Lets plot the total CPUE of Atlantic cod (Gadus morhua) in the first quarter of 2015 per area:

cpue_total <- cpue %>% 
  filter(Species == "Gadus morhua", Year == 2015, Quarter == 1) %>%
  select(Area, contains("Age")) %>%
    mutate(total_cpue = rowSums(select(., contains("Age")))) 

Note:

When using the pipe operator and the select function within another function (here rowMeans()) you need to use as first argument the dot as placeholder for the data!

Area sorted automatically

cpue_total %>%
  ggplot(aes(x = Area, y= total_cpue, 
    fill = Area)) +
  geom_col()

Note:

Not every plot type is suitable for categorical data, for instance a scatterplot. Instead, use barplots, piecharts, or boxplots. In ggplot the layer function for a barplot would be geom_bar() and geom_col(). We use the latter here as we already know the height of each bar and don't need it calculated from the number of cases in each group.

plot of chunk unnamed-chunk-20

Now lets reorder the Area factor

# Simply reverse order
cpue_total %>% 
  ggplot(aes(x = fct_rev(Area), 
    y = total_cpue, fill = Area)) +
  geom_col()

plot of chunk unnamed-chunk-21

# Reorder manually
cpue_total %>% mutate(Area=fct_relevel(
  Area, "22", after = 2)) %>%
  ggplot(aes(x=Area, y=total_cpue,
    fill = Area)) + geom_col()

plot of chunk unnamed-chunk-22

What would be if we plot the mean instead of total CPUE:

cpue_mean <- cpue %>% 
  filter(Species == "Gadus morhua", 
    Year == 2015, Quarter == 1) %>%
  select(Area, contains("Age")) %>%
  mutate(mean_cpue = rowMeans(select(., 
    contains("Age"))))
cpue_mean %>%
  ggplot(aes(x = Area, y= mean_cpue,
    fill = Area)) +
  geom_col()

plot of chunk unnamed-chunk-24 How representatives are the means?

Visualizing errors

Visualizing errors using e.g. geom_errorbar()

cpue_mean %>%
  mutate(sd_cpue = apply(
    select(., contains("Age")), 1, sd),
    se_cpue = sd_cpue/ sqrt(11)
  ) %>%
  ggplot(aes(x = Area, y= mean_cpue,
    fill = Area)) +
  geom_col() +
  geom_errorbar(aes(
    ymin = mean_cpue - se_cpue, 
    ymax = mean_cpue + se_cpue),
    width = .2)  
    # Width of the error bars

plot of chunk unnamed-chunk-26

Visualizing errors: other options

Your turn...

Exercise

Pick another species and the year 2015 and find out if there are spatial differences (between areas)

  1. in total CPUE
  2. mean CPUE (with error bar)
  3. in CPUE of each age

Were does the variability in the wide error bars come from?

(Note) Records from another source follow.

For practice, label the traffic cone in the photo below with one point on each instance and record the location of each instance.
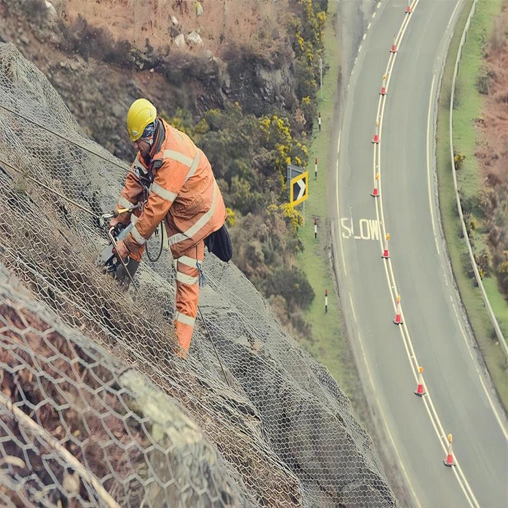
(386, 254)
(375, 192)
(398, 313)
(376, 135)
(420, 390)
(394, 46)
(449, 461)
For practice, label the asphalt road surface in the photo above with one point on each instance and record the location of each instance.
(434, 334)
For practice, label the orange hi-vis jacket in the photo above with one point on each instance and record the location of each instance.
(186, 196)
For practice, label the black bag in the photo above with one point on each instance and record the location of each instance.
(219, 243)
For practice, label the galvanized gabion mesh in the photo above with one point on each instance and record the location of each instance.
(95, 407)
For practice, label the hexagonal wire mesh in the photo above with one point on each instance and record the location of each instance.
(76, 423)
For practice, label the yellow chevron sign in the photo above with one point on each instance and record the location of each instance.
(299, 189)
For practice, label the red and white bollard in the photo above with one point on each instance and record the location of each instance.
(420, 390)
(449, 461)
(398, 312)
(386, 254)
(375, 192)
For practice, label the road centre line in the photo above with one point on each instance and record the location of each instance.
(429, 186)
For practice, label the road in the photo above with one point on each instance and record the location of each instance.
(434, 334)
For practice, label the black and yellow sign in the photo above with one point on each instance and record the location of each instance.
(299, 189)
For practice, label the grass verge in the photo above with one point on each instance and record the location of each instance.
(467, 108)
(329, 344)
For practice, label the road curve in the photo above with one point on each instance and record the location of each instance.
(434, 333)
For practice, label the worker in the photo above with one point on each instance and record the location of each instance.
(175, 181)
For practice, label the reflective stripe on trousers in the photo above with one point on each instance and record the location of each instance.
(187, 293)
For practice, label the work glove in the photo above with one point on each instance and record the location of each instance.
(117, 227)
(121, 250)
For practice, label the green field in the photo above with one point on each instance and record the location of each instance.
(468, 107)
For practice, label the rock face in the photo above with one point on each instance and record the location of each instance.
(263, 424)
(197, 76)
(142, 446)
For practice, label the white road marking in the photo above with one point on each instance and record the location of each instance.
(429, 158)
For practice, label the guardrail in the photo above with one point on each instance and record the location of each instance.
(493, 319)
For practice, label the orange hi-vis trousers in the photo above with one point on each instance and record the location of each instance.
(187, 293)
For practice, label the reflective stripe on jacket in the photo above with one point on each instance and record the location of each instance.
(183, 193)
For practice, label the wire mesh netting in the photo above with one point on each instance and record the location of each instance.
(95, 407)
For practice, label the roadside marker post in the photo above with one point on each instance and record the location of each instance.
(394, 45)
(420, 390)
(386, 254)
(398, 312)
(376, 135)
(375, 192)
(449, 461)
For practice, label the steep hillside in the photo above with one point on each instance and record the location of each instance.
(492, 149)
(263, 425)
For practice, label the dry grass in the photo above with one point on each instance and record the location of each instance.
(259, 23)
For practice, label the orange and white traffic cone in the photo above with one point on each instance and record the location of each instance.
(398, 312)
(420, 390)
(386, 254)
(393, 49)
(376, 135)
(449, 461)
(375, 192)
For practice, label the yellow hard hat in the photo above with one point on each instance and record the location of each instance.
(141, 113)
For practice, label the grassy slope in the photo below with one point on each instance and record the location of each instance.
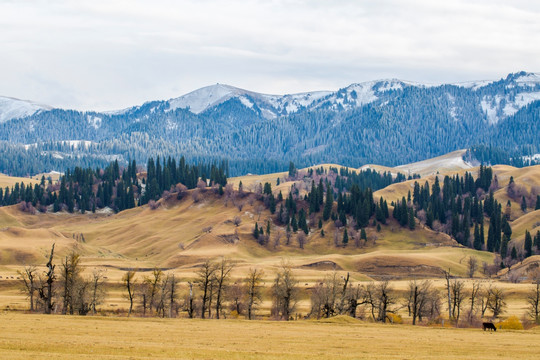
(172, 237)
(11, 181)
(22, 337)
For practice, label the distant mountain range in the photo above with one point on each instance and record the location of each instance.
(387, 122)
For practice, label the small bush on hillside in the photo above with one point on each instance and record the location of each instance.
(512, 323)
(394, 318)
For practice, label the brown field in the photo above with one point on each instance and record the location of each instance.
(11, 181)
(176, 238)
(63, 337)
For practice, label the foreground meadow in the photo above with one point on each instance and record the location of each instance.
(25, 336)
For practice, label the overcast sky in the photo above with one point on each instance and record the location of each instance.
(106, 54)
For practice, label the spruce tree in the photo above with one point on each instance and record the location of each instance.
(328, 204)
(523, 204)
(256, 231)
(528, 244)
(477, 243)
(513, 255)
(363, 234)
(411, 219)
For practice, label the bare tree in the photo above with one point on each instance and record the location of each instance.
(472, 266)
(497, 301)
(69, 277)
(172, 294)
(205, 280)
(285, 291)
(288, 236)
(222, 276)
(457, 290)
(418, 300)
(473, 299)
(447, 276)
(162, 296)
(46, 285)
(29, 277)
(324, 296)
(277, 237)
(97, 290)
(533, 299)
(301, 238)
(189, 303)
(153, 287)
(253, 290)
(129, 283)
(380, 297)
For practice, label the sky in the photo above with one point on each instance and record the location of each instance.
(107, 54)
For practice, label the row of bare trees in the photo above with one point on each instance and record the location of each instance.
(73, 293)
(335, 295)
(212, 292)
(207, 295)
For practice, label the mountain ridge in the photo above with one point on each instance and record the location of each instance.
(201, 99)
(389, 122)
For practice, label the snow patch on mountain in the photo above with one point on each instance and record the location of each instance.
(199, 100)
(93, 120)
(11, 108)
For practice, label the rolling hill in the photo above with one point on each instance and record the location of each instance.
(385, 122)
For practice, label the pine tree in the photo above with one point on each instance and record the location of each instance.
(528, 244)
(294, 223)
(477, 243)
(328, 204)
(491, 239)
(523, 204)
(256, 231)
(268, 228)
(345, 237)
(513, 255)
(504, 246)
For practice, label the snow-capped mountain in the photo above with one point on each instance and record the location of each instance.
(386, 122)
(11, 108)
(271, 106)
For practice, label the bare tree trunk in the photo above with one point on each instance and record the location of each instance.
(447, 277)
(224, 270)
(47, 298)
(29, 281)
(172, 295)
(130, 286)
(190, 301)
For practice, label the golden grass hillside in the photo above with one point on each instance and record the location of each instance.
(64, 337)
(10, 181)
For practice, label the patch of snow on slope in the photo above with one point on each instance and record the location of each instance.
(94, 121)
(528, 80)
(489, 106)
(246, 102)
(449, 162)
(474, 85)
(199, 100)
(389, 85)
(11, 108)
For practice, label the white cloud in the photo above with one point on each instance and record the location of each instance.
(112, 54)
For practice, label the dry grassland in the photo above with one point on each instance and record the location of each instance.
(63, 337)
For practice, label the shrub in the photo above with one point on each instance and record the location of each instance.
(512, 323)
(395, 318)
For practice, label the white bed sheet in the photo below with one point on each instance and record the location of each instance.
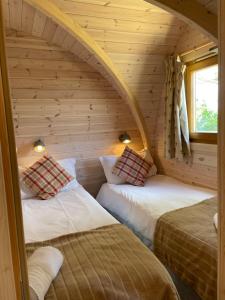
(68, 212)
(140, 207)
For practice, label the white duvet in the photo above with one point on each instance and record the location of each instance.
(68, 212)
(140, 207)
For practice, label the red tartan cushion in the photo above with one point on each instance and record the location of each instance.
(46, 177)
(132, 167)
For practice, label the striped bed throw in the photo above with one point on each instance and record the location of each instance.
(186, 242)
(107, 263)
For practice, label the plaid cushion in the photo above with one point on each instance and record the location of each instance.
(132, 167)
(46, 177)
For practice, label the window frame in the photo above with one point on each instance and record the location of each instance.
(198, 137)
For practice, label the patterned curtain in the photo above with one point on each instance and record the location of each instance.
(177, 143)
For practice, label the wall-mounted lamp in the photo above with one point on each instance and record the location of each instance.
(39, 146)
(125, 138)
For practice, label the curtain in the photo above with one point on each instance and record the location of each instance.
(177, 144)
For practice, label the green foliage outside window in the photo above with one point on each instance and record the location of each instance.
(206, 120)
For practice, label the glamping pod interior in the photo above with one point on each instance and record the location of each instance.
(109, 178)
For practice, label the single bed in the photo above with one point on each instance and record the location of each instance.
(176, 221)
(102, 258)
(140, 207)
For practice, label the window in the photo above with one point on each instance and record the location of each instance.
(202, 100)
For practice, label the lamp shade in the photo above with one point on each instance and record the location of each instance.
(125, 138)
(39, 146)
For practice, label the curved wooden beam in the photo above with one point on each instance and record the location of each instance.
(193, 13)
(109, 70)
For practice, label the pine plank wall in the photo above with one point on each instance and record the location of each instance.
(60, 98)
(65, 102)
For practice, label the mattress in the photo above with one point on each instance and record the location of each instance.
(141, 207)
(68, 212)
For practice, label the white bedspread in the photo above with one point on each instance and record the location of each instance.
(69, 212)
(140, 207)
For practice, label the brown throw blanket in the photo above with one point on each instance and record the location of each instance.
(107, 263)
(186, 241)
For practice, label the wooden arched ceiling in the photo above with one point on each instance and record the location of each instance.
(200, 13)
(135, 35)
(50, 23)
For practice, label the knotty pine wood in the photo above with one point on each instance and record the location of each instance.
(7, 284)
(202, 170)
(44, 19)
(137, 42)
(64, 101)
(221, 148)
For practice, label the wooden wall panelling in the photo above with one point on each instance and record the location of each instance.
(13, 262)
(221, 148)
(194, 13)
(63, 100)
(7, 283)
(133, 47)
(91, 49)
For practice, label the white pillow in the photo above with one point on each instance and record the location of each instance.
(108, 162)
(69, 164)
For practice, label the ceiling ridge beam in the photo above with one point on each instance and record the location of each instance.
(192, 13)
(109, 71)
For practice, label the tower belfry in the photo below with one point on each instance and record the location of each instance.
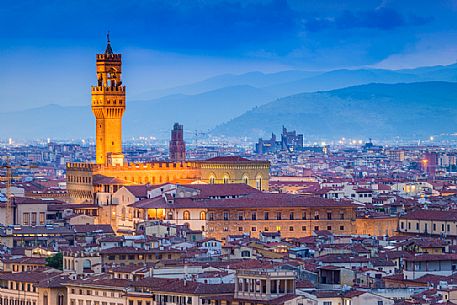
(108, 106)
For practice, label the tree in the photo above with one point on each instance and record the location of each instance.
(55, 261)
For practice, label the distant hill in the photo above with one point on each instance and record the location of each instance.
(290, 82)
(204, 105)
(252, 79)
(381, 110)
(154, 117)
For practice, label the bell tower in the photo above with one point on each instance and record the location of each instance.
(108, 106)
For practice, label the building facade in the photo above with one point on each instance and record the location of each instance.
(108, 106)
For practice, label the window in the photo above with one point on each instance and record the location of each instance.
(26, 219)
(258, 183)
(245, 253)
(202, 215)
(186, 215)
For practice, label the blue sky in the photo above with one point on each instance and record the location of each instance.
(47, 47)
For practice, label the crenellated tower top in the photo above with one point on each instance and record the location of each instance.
(108, 106)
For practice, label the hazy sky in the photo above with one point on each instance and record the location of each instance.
(47, 48)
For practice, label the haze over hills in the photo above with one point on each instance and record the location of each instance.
(381, 110)
(206, 104)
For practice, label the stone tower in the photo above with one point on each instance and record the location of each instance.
(177, 145)
(108, 105)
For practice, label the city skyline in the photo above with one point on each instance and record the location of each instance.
(173, 43)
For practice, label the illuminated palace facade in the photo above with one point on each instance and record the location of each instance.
(108, 106)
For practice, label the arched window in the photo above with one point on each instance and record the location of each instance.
(212, 179)
(245, 179)
(123, 213)
(202, 215)
(258, 182)
(186, 215)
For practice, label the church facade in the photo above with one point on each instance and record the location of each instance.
(108, 106)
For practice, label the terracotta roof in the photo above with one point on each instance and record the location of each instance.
(431, 215)
(228, 159)
(101, 228)
(181, 286)
(255, 200)
(218, 190)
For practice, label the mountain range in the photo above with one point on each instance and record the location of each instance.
(374, 110)
(365, 102)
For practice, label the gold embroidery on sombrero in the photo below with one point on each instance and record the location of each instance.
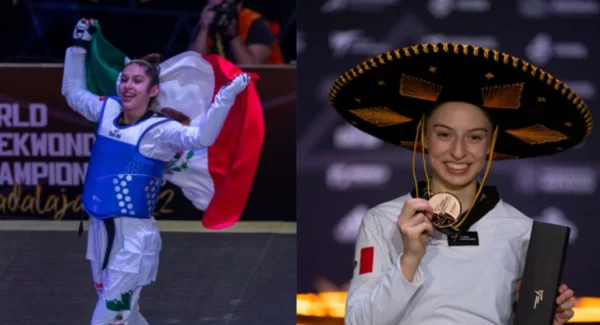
(380, 116)
(419, 88)
(547, 87)
(411, 145)
(505, 96)
(537, 134)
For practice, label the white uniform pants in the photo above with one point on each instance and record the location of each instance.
(132, 263)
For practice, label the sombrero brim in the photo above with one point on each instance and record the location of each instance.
(387, 95)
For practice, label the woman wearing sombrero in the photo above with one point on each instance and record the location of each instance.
(451, 251)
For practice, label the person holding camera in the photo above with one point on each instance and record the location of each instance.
(240, 35)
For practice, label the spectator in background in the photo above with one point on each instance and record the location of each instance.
(238, 34)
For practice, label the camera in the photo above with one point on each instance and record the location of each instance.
(225, 14)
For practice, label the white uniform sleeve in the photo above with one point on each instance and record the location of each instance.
(524, 247)
(378, 296)
(74, 88)
(203, 134)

At the end of the presentation you find a solution code!

Overview of functions you learned today

base functions for factors: factor(x, levels), unique(x), levels()

base functions applied on margin of dataframes: rowSums(), rowMeans(), apply(data, MARGIN, FUN)

dplyr package: select helper function contains()

ggplot2 package: geom_col(), geom_errorbar()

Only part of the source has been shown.